The 3BPCR Clean-up kit offers a rapid and easy way to purify amplified DNA fragments directly from PCR reactions or from agarose gels (TAE/TBE). The technology behind this kit is based on membrane adsorption and isolation. This kit includes a binding buffer optimised for both kit uses. The kit ensures complete removal of salts, dNTPs, enzymes, primers, agarose, ethidium bromide and other impurities, while DNA fragments (65 bp – 10 kb) are bound to the silica membrane and purified with a high recovery rate. Support protocols included in the kit allow concentration and removal of salts, enzymes, etc. in samples containing SDS; and purification of single stranded DNA.
Procedure: DNA fragments from PCR reactions or agarose gels bind to the silica membrane-column in the presence of chaotropic salts from the binding buffer. Contaminants are removed by a simple washing step. The pure DNA is finally eluted under low ionic strength conditions with a slightly alkaline buffer or sterile bidistilled water.

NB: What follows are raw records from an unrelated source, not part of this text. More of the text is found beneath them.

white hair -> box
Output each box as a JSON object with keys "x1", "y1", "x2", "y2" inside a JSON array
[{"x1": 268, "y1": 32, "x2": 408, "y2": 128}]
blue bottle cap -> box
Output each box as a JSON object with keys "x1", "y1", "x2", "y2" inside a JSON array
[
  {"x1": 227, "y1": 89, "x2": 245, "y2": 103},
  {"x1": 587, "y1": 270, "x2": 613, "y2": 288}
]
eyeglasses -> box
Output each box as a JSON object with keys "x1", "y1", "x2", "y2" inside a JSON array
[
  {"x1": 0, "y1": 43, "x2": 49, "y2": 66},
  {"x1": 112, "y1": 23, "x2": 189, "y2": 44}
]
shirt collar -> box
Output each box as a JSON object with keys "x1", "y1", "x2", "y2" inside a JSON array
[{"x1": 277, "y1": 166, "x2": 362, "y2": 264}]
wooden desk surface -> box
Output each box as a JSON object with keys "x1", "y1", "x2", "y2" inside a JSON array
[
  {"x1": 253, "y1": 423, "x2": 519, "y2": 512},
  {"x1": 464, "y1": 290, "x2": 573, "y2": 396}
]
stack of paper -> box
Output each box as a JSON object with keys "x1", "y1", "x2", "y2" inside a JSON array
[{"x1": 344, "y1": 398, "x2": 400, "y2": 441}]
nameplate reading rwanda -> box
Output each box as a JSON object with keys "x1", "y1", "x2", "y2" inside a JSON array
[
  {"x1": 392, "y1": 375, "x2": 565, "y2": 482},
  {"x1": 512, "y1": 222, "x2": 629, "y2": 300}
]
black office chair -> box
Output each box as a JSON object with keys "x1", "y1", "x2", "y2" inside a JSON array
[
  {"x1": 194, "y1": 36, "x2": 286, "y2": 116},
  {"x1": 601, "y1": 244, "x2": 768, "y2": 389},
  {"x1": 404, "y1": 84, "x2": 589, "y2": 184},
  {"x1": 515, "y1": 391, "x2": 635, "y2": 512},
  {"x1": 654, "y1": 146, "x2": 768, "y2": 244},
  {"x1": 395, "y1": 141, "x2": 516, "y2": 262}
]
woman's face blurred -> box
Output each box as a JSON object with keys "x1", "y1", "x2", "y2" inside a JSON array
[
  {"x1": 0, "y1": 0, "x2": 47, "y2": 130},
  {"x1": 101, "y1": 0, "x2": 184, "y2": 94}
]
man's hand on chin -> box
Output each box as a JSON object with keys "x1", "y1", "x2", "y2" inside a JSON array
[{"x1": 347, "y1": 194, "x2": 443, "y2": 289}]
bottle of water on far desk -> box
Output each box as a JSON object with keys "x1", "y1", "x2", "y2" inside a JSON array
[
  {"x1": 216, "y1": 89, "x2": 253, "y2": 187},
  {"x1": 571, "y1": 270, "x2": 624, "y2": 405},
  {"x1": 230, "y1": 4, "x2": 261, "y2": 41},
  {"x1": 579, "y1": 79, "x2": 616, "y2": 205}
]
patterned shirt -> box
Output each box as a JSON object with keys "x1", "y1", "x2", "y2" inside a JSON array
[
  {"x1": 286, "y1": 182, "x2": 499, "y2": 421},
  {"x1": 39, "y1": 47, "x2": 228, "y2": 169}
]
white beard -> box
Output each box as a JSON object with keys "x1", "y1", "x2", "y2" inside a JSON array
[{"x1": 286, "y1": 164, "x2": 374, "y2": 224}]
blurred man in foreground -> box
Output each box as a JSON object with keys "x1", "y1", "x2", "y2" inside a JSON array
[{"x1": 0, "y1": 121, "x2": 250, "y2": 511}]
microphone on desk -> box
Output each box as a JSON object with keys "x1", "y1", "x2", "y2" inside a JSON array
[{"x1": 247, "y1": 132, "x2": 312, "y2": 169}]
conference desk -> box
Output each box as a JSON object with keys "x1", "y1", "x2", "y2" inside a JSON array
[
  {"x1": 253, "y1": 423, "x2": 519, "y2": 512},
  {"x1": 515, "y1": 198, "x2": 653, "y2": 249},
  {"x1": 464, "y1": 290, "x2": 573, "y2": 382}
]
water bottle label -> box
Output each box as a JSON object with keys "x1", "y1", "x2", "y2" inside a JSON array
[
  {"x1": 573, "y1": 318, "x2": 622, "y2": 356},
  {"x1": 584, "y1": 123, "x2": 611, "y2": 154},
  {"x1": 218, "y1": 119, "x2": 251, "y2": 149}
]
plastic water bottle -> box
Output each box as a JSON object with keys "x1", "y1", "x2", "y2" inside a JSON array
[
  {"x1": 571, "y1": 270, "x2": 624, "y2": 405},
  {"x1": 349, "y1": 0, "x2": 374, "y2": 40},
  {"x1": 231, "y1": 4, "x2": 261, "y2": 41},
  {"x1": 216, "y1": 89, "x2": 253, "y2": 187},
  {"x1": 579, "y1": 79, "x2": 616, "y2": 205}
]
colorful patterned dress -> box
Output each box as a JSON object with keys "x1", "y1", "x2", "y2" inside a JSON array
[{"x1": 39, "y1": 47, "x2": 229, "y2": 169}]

For small double stranded DNA fragments, dilution of the binding buffer lowers the binding efficiency of the kit, without compromising the recovery of large PCR products. This particular feature of the binding buffer allows the exclusion of primer-dimers or side amplification products due to unspecific primer annealing. The obtained DNA fragments can be used directly in applications like automated fluorescent DNA sequencing, PCR or any kind of enzymatic reaction.
3B PCR Clean-Up kit components: Binding Buffer, Wash Buffer, DNA Binding Columns and Elution Buffer.
- Two in one kit with high recovery and small elution volumes (15 μl).
- Simple and easy procedure.
- Recovery of small DNA fragments <65 bp.
- Fast protocol: 10 min /6 preps.
- One buffer for both PCR clean-up and gel extraction
- Suitable for all polymerase buffer systems. <65 bp.
- Support protocol for cleaning up single stranded DNA.
- Support protocol for cleaning up samples containing SDS.